A teacher at an elementary school in California outraged parents after reportedly making the young students engage in critical race theory and identity exercises where they had to confront their own “privilege” in a math class.

Journalist and filmmaker Christopher F. Rufo broke the news of the allegations this week, writing in his blog and in the City Journal about the controversy.

According to Rufo, the unnamed third-grade teacher at R.I. Meyerholz Elementary School in Cupertino, California – which has an Asian-American majority and is situated in a wealthy area – instructed the young children to create “identity maps” listing their “race, class, gender, religion, family structure, and other characteristics.”

The students were then told that they live in a “white, middle class, cisgender, educated, able-bodied, Christian, English speaker” dominant culture where “those with privilege have power over others.”

The teacher asked students to create an “identity map,” listing their race, class, gender, religion, family structure, and other characteristics. They were told to “circle the identities that hold power and privilege.”

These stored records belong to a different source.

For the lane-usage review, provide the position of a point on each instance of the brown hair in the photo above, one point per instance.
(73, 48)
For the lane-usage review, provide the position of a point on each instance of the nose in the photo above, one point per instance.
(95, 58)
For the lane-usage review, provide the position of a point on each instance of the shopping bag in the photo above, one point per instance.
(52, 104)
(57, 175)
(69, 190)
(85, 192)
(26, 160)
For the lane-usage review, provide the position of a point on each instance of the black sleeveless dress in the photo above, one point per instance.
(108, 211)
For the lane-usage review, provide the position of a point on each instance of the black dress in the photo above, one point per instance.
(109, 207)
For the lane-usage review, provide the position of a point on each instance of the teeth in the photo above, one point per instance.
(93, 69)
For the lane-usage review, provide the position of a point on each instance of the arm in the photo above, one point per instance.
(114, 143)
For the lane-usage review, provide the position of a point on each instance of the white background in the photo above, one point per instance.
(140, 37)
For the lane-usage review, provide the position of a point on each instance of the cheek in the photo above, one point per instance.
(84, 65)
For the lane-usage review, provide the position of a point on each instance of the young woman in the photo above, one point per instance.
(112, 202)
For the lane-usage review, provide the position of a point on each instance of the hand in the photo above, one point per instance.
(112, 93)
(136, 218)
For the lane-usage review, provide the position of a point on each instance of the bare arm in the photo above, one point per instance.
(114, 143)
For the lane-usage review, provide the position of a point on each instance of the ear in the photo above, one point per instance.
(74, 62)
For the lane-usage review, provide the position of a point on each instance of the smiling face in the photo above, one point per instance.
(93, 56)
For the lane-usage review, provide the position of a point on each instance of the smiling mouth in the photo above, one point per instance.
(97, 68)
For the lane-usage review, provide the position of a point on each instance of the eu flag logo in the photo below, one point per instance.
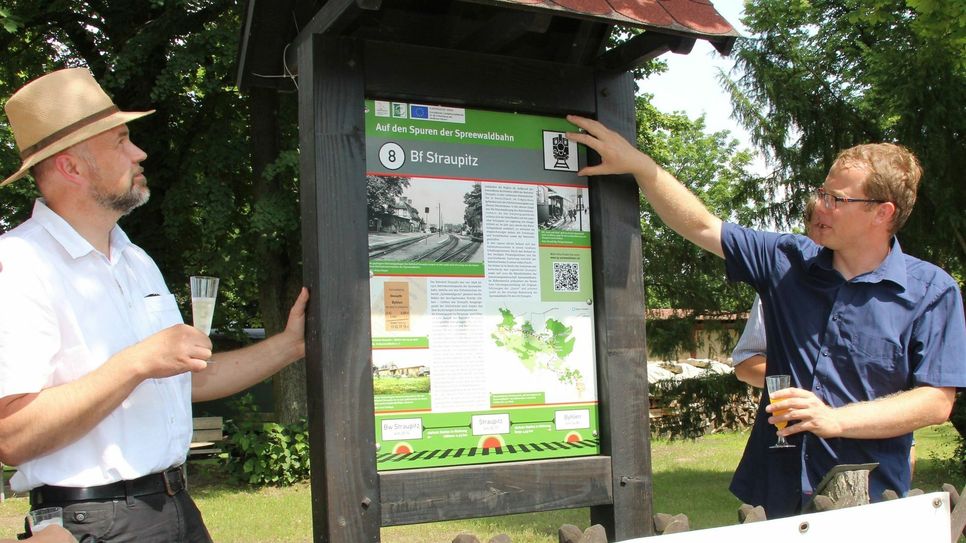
(418, 112)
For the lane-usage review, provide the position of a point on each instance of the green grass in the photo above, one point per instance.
(690, 477)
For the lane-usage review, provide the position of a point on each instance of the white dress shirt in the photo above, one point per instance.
(65, 308)
(752, 340)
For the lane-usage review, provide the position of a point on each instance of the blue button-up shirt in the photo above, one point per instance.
(886, 331)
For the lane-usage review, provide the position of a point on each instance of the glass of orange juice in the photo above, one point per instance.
(774, 384)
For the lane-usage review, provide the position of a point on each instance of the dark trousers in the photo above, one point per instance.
(155, 518)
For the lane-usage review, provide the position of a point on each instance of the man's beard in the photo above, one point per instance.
(122, 203)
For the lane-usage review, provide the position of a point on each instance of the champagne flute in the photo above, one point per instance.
(204, 290)
(774, 384)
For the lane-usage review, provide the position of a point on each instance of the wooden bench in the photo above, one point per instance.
(207, 433)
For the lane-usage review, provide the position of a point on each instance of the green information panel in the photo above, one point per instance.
(482, 300)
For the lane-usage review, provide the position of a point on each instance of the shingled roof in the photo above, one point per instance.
(692, 17)
(561, 31)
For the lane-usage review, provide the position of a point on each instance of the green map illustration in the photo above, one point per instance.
(546, 350)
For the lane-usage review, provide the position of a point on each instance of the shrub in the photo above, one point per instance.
(265, 453)
(700, 405)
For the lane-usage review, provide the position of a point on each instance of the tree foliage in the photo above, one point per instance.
(823, 75)
(678, 274)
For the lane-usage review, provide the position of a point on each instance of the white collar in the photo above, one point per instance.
(72, 242)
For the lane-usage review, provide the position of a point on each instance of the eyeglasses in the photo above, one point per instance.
(832, 201)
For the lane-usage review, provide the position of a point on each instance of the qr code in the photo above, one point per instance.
(566, 277)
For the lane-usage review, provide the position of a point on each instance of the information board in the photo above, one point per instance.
(481, 289)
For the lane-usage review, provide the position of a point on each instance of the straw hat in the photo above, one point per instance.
(58, 110)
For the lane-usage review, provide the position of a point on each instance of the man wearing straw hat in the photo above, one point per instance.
(97, 370)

After reading the children a book of critical race theory (‘This Book is Antiracist’ by Tiffany Jewell), the teacher also allegedly made them “circle the identities that hold power and privilege” and put them into a hierarchy.

The practice was reported to have shut down soon, however, after a group of “shocked” Asian-American parents at the school protested to the principal – with one parent of Chinese background comparing the teacher’s lesson to the communist Cultural Revolution they were forced to study as children.

A slideshow allegedly from the class also showed that the young children were taught about “non-binary” people and other disputed gender identities, and that they were asked to produce “at least 1 full page of writing” about “two identities that hold privilege and power” and “why they do,” and two which do not.

Luckily, the group of Asian-American parents was able to shut down the training from the school. But they are worried that the cultural revolution is spreading: “We think some of our school board members are [critical race theory] activists and they must go.”

Jenn Lashier, the principal of Meyerholz Elementary, told Christopher Rufo that the training was not part of the “formal curricula, but the process of daily learning facilitated by a certified teacher.”

Cases of school children being taught about critical race theory and ‘white privilege’ have become increasingly common in recent years across the Western world. Last year, UK Equalities Minister Kemi Badenoch even told the House of Commons it’s against the law to teach children about white privilege.